Study in Non-Clear Cell Renal Carcinoma (Ncc-RCC) Temsirolimus Versus Sunitinib

Prospective Randomized Phase-II Trial With Temsirolimus Versus Sunitinib in Previously Untreated Patients With Advanced or Metastatic Non-Clear Cell Renal Carcinoma

This will be a prospective, open-label, randomized multicenter phase-II study to evaluate progression free survival (PFS) in patients with locally advanced or metastatic non-clear cell renal cell cancer (ncc-RCC) receiving Temsirolimus in comparison to Sunitinib.

In most clinical trials in renal cell carcinoma (RCC), clear cell RCC have been included exclusively. There are only some limited data on the efficacy of Temsirolimus or Sunitinib in ncc-RCC showing interesting response rates for both agents. However, randomized clinical trials in this specific patient population have not yet been performed.

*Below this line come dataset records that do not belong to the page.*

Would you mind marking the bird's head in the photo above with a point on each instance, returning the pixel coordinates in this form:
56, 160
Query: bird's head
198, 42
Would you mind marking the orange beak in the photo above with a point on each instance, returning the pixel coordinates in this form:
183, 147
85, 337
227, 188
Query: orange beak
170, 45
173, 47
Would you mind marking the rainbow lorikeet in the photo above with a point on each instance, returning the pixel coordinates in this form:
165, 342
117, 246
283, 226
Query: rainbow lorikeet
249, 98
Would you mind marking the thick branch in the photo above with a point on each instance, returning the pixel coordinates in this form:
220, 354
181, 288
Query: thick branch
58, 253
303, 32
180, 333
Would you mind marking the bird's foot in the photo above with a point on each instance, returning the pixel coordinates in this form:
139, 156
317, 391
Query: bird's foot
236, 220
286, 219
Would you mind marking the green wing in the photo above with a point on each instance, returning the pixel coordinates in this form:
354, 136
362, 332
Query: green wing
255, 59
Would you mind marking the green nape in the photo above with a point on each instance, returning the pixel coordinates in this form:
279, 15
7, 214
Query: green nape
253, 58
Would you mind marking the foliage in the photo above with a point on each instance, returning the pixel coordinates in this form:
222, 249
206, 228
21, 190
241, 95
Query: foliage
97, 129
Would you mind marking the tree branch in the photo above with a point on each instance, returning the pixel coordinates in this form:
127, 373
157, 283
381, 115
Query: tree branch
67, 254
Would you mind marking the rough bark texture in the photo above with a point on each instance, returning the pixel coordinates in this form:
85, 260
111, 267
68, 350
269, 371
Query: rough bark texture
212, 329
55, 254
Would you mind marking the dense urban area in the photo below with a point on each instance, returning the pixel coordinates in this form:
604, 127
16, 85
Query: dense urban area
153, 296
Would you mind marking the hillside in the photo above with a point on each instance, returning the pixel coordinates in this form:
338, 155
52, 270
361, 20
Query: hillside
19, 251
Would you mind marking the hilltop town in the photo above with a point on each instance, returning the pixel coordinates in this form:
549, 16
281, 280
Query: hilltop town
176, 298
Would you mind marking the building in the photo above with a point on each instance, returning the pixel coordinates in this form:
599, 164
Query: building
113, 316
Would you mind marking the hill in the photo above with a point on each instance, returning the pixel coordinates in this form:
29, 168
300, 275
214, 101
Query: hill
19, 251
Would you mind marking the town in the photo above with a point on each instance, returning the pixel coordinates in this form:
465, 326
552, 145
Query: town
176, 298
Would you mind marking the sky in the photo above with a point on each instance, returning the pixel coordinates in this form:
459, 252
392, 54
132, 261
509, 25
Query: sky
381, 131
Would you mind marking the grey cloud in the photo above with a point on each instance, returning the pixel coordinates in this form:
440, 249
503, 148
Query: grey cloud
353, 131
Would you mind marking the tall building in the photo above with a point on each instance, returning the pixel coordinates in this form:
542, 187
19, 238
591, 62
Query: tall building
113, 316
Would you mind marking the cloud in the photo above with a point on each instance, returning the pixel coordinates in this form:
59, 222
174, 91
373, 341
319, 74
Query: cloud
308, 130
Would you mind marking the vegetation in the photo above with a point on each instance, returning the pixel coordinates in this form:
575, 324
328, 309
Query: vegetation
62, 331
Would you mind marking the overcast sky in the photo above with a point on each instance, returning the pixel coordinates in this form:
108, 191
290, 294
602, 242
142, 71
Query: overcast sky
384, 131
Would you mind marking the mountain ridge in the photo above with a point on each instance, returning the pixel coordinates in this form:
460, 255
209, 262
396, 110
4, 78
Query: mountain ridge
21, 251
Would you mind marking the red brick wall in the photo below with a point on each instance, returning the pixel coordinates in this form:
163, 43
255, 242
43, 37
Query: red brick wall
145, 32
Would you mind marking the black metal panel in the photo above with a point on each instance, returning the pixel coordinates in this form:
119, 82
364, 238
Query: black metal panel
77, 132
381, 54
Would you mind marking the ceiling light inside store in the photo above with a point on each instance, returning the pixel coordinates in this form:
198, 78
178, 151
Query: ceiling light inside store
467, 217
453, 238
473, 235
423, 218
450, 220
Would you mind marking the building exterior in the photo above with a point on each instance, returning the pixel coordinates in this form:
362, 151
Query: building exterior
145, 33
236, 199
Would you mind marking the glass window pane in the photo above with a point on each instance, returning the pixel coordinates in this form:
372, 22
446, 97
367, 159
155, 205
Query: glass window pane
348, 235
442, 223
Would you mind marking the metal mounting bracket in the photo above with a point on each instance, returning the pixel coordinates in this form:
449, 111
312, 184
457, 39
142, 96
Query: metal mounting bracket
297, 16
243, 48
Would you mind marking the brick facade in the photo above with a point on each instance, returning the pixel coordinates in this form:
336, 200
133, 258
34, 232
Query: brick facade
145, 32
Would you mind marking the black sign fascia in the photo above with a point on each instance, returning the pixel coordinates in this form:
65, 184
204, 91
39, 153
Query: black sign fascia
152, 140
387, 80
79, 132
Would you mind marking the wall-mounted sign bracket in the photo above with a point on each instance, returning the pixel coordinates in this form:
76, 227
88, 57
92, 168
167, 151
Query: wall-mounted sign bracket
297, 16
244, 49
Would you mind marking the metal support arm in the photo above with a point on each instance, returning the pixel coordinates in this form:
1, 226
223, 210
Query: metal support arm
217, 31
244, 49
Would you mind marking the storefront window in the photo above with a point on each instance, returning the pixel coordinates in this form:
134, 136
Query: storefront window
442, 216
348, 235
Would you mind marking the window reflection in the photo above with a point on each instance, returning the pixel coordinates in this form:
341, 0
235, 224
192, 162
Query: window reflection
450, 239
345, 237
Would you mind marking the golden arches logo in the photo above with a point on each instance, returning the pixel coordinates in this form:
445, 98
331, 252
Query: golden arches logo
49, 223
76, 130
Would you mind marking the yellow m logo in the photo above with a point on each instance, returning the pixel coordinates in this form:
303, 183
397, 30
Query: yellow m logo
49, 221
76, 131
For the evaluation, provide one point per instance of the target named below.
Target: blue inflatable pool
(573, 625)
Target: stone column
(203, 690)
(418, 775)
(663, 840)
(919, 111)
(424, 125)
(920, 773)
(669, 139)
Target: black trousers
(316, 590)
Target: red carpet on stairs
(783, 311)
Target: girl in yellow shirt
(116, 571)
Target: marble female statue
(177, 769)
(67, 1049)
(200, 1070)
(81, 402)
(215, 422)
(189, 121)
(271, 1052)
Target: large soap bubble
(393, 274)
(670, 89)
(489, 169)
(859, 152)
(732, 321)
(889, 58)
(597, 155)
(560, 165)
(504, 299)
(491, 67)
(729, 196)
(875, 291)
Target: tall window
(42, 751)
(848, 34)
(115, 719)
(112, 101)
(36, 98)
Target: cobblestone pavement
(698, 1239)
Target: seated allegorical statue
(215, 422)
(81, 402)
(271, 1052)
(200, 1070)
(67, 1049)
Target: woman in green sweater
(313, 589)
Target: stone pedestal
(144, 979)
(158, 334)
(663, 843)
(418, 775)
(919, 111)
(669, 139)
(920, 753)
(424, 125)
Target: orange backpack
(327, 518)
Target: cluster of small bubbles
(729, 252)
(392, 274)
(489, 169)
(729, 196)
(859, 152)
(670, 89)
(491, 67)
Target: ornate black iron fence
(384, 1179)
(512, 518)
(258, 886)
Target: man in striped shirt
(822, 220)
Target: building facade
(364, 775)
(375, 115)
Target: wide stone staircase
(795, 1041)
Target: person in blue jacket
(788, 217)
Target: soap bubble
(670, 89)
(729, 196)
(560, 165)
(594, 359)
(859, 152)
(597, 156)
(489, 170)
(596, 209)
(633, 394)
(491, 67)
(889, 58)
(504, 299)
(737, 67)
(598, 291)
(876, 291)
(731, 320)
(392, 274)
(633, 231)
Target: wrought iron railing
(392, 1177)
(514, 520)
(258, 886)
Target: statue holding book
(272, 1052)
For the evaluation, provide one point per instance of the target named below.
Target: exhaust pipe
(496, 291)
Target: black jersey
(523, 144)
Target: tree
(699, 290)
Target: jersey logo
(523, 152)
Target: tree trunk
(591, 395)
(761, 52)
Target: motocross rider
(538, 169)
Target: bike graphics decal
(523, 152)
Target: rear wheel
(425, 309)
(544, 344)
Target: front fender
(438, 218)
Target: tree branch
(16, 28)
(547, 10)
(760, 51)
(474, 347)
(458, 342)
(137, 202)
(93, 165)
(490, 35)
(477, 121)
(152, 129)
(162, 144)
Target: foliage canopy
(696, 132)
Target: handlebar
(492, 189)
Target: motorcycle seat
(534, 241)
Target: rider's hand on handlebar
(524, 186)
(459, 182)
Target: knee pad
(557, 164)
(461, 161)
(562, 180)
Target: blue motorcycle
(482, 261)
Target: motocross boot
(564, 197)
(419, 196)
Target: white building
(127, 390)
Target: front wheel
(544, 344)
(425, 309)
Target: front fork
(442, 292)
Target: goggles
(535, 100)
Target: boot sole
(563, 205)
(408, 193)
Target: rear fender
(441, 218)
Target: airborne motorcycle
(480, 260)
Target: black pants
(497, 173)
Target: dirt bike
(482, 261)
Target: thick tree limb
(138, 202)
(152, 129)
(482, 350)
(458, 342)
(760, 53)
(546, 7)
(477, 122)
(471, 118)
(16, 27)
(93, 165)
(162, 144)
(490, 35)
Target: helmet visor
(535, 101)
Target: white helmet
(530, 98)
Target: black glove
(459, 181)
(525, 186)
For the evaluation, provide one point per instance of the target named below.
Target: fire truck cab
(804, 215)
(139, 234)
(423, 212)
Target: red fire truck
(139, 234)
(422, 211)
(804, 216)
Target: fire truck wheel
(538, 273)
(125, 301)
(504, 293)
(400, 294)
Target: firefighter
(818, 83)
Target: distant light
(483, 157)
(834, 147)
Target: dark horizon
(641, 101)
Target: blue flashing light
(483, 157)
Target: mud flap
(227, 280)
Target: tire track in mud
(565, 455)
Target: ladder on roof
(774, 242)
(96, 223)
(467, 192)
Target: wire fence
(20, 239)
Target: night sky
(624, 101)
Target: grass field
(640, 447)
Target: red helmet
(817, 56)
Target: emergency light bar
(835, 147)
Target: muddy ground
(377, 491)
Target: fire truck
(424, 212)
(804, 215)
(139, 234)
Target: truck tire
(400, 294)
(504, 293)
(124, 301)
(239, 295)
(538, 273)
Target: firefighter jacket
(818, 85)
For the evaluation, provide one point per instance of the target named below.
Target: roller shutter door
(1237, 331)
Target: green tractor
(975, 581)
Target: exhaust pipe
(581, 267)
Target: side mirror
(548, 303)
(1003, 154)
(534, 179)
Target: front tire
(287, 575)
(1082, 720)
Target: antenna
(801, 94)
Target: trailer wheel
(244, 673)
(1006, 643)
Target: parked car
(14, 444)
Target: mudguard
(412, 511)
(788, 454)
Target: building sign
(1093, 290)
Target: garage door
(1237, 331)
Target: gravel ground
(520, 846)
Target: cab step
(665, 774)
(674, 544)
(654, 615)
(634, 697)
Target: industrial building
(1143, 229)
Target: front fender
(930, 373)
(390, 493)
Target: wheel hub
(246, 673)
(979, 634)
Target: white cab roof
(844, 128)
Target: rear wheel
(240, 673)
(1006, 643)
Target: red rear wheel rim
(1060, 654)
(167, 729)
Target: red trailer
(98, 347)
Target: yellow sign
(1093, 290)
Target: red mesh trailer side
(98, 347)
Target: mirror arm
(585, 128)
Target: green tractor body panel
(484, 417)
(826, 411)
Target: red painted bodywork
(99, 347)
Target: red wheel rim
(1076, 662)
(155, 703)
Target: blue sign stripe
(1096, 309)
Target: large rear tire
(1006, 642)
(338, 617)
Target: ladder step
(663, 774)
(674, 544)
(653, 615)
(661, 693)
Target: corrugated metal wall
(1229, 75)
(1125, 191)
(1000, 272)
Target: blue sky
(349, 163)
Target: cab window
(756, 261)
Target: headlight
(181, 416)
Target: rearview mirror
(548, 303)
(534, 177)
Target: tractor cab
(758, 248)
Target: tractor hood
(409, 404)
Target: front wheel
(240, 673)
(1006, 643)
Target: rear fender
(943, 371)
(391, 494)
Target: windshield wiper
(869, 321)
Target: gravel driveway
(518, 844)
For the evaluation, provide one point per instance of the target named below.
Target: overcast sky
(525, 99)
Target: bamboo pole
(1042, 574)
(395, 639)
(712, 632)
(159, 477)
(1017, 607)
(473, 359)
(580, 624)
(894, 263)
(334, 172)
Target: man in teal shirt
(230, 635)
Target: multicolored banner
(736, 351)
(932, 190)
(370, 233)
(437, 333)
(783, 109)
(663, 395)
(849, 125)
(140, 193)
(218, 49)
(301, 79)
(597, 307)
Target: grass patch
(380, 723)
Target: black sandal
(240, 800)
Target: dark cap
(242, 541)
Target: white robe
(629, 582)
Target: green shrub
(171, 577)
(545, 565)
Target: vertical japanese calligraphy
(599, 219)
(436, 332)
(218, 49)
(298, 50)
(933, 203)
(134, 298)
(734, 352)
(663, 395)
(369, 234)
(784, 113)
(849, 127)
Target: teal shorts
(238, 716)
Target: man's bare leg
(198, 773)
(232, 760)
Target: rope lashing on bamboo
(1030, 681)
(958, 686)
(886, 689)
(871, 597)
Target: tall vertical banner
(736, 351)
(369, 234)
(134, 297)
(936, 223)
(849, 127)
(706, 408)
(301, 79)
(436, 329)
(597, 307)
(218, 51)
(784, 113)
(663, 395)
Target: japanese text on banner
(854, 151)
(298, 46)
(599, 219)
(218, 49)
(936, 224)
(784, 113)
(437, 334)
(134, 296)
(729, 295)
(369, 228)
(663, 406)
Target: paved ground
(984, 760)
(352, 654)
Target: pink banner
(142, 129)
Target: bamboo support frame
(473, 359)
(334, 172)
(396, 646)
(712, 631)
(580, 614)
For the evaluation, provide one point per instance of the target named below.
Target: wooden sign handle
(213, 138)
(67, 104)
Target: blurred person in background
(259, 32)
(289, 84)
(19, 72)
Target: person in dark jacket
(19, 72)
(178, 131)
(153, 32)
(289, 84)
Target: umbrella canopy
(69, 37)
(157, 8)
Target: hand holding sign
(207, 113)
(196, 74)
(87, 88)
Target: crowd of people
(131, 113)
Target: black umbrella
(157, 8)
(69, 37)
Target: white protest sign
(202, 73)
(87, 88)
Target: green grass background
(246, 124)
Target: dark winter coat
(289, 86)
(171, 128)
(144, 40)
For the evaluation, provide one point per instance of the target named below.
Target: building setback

In the proposed study a comparison Temsirolimus and Sunitinib is scheduled in first line therapy of ncc-RCC.

Study Overview

• Status: Completed
• Conditions: Non-clear Cell Renal Cell Cancer
• Intervention / Treatment: Drug: Temsirolimus; Drug: Sunitinib

• Study Type: Interventional
• Enrollment (Actual): 22
• Phase: Phase 2

Contacts and Locations

Study Locations

• Germany
  • Berlin, Germany
    • Vivantes Klinikum Am Urban
  • Berlin, Germany
    • Charité - Campus Virchow Klinikum
  • Berlin, Germany
    • Charité - Mitte
  • Bonn, Germany
    • Evangelische Kliniken Bonn gGmbH - Johanniter-Krankenhaus
  • Düsseldorf, Germany
    • Universitatsklinikum Dusseldorf
  • Essen, Germany
    • Universitätsklinikum Essen
  • Frankfurt, Germany
    • Klinikum der J.W. Goethe Universität
  • Halle, Germany
    • Martin-Luther-Universität Halle-Wittenberg
  • Jena, Germany
    • Universitätskrankenhaus Jena
  • Lübeck, Germany
    • UK-SH Campus Lübeck
  • Oldenburg, Germany
    • Klinikum Oldenburg gGmbH
  • Stuttgart, Germany
    • Klinikum Stuttgart, Katharinenhospital
  • Viersen, Germany
    • Facharzt für Innere Medizin,
  • Weiden, Germany
    • Kliniken Nordoberpfalz AG - Klinikum Weiden

Participation Criteria

Eligibility Criteria

• Ages Eligible for Study: 18 years and older (Adult, Older Adult)
• Accepts Healthy Volunteers: No
• Genders Eligible for Study: All

Description

Inclusion Criteria:

1. Adult males and females: ≥18 years of age.
2. Locally advanced or metastatic, histological confirmed, non-clear cell RCC of all subtypes. Patients must have advanced non-clear cell of one of the following subtypes: papillary, chromophobe, collecting duct carcinoma (CDC), renal medullary carcinoma (RMC), or unclassified.
3. Patients with measurable disease (at least one uni-dimensionally measurable target lesion by CT-scan or MRI) according to Response Evaluation Criteria in Solid Tumors (RECIST 1.1) If prior palliative radiotherapy to metastatic lesions: ≥ 1 measurable lesion that has not been irradiated.
4. PS 0-2 ECOG
5. Signed written informed consent.
6. White blood cell count (WBC) ≥4x10*9/L with neutrophils ≥1.5 x 10*9/L, platelet count ≥100x10*9/L, hemoglobin ≥9 g/dL.]
7. Total bilirubin <2 x upper limit of normal.
8. AST and ALT <2.5 x upper limit of normal, or <5 x upper limit of normal in case of liver metastases.
9. Serum creatinine <2.0 x upper limit of normal.
10. Normal ECG without QT prolongation (QTc < 450msec).
11. Adequate cardiac function (left ventricular ejection fraction > 40% as assessed by ECHO.

Exclusion Criteria:

1. Predominant clear-cell RCC
2. Resectability or other curative options
3. Any investigational drug within the 30 days before inclusion.
4. Prior systemic treatment for their RCC.
5. Known or suspected allergy or hypersensitivity reaction to any of the components of study treatments.
6. Radiotherapy within the last 4 weeks.
7. Pregnancy (absence to be confirmed by beta-hCG test) or lactation period.
8. Men or women of child-bearing potential who are sexually active and unwilling to use a medically acceptable method of contraception during the trial.
9. Clinically symptomatic brain or meningeal metastasis. (known or suspected)
10. Cardiac arrhythmias requiring anti-arrhythmics (excluding beta blockers or digoxin).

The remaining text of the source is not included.